St. Joseph’s Catholic hospital was shut down after the Cameroonian hospital director died from Ebola, authorities said. Six staff subsequently tested positive for the disease, including two nuns and 75-year old Spanish priest Miguel Pajares, who is due to be repatriated by a special medical aircraft on Wednesday.
Highly contagious, Ebola kills more than half of the people who contract it.
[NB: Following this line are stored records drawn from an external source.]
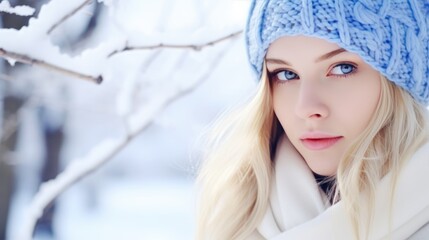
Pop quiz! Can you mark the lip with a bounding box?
[300,132,343,150]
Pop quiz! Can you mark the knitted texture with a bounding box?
[246,0,429,105]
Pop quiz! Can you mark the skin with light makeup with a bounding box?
[266,36,381,176]
[196,0,429,240]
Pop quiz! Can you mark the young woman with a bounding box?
[197,0,429,240]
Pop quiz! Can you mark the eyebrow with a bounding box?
[265,48,346,66]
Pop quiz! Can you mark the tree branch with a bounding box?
[108,30,243,57]
[47,0,93,34]
[20,39,234,240]
[0,30,243,84]
[0,48,103,84]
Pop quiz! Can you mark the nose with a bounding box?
[295,80,329,120]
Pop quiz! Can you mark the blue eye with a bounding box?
[273,70,298,81]
[330,63,356,75]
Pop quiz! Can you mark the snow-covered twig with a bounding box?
[0,0,35,16]
[0,48,103,83]
[20,37,232,240]
[47,0,93,34]
[109,30,243,57]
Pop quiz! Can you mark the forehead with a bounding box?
[266,35,340,58]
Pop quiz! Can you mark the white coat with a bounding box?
[249,137,429,240]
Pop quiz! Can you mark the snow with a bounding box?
[0,0,255,240]
[0,0,35,16]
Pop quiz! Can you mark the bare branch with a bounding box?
[109,30,243,57]
[47,0,93,34]
[0,48,103,84]
[21,39,231,240]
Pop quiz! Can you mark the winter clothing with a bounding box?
[250,136,429,240]
[246,0,429,105]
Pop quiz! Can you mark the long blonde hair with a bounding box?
[196,66,428,240]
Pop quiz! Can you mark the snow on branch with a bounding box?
[0,48,103,83]
[0,0,242,83]
[0,0,35,17]
[109,30,243,57]
[20,40,232,240]
[47,0,93,34]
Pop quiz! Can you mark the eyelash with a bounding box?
[268,62,357,84]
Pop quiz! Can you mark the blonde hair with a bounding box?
[334,76,429,239]
[196,66,428,240]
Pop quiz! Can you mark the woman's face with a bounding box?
[266,36,381,176]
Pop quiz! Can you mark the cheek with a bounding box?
[338,76,381,132]
[272,86,296,124]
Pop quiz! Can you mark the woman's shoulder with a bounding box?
[408,222,429,240]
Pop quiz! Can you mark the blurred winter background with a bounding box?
[0,0,255,240]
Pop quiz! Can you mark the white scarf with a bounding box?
[251,137,429,240]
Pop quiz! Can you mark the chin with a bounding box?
[310,165,337,177]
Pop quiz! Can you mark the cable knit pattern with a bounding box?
[246,0,429,105]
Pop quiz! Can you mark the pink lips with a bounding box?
[300,132,343,150]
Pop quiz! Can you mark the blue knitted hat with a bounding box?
[246,0,429,105]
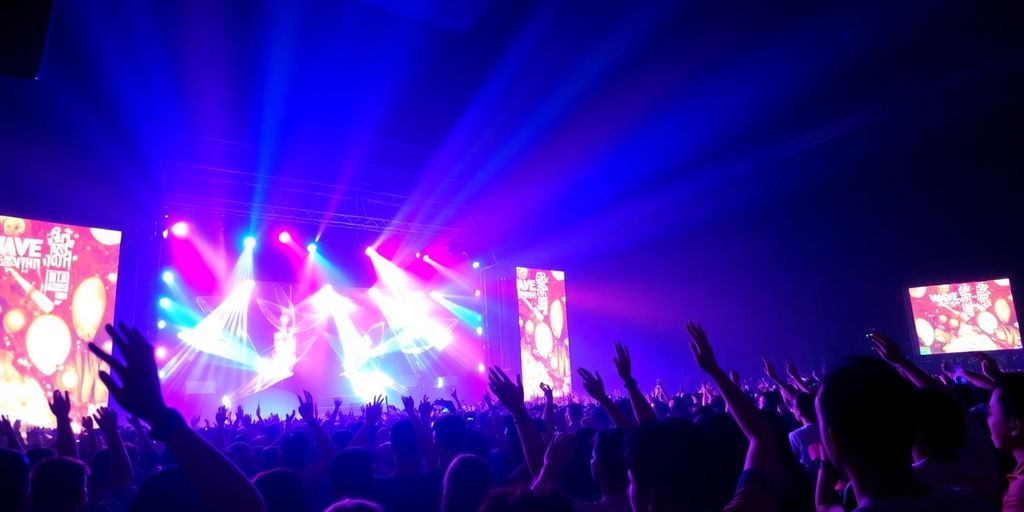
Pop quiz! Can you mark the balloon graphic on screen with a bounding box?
[534,324,554,357]
[26,314,71,375]
[71,276,106,341]
[3,307,25,333]
[551,299,565,339]
[89,227,121,246]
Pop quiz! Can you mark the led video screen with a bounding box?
[516,267,572,396]
[0,216,121,428]
[908,279,1021,355]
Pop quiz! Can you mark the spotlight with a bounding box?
[171,221,188,239]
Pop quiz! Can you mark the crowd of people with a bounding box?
[0,324,1024,512]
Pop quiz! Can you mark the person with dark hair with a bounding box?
[868,331,1002,504]
[790,393,821,468]
[575,428,630,512]
[328,447,374,500]
[0,447,29,512]
[28,457,89,512]
[816,357,988,512]
[324,500,384,512]
[434,416,466,469]
[480,486,573,512]
[988,373,1024,512]
[441,454,494,512]
[253,468,306,512]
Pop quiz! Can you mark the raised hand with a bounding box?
[544,432,575,468]
[364,395,384,425]
[420,395,434,419]
[611,343,633,383]
[974,352,1002,380]
[401,396,416,416]
[761,357,779,381]
[867,331,907,367]
[93,408,118,437]
[487,367,526,414]
[686,322,722,374]
[541,382,555,402]
[89,324,167,426]
[577,368,608,401]
[296,391,316,423]
[50,389,71,421]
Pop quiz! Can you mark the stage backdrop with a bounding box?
[515,267,572,396]
[0,216,121,428]
[909,279,1021,355]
Victims suffer from fever, vomiting, diarrhoea and internal and external bleeding.
Many regular hospitals and clinics have been forced to close across Liberia, often because health workers are too afraid of contracting the virus themselves or because of abuse by locals who think the disease is a government conspiracy.
In an effort to control the disease’s spread, Liberia has deployed the army to implement controls and isolate severely affected communities, an operation codenamed “White Shield”.
Some major airlines, such as British Airways and Emirates, have halted flights to affected countries, while many expatriates were getting out, government officials said.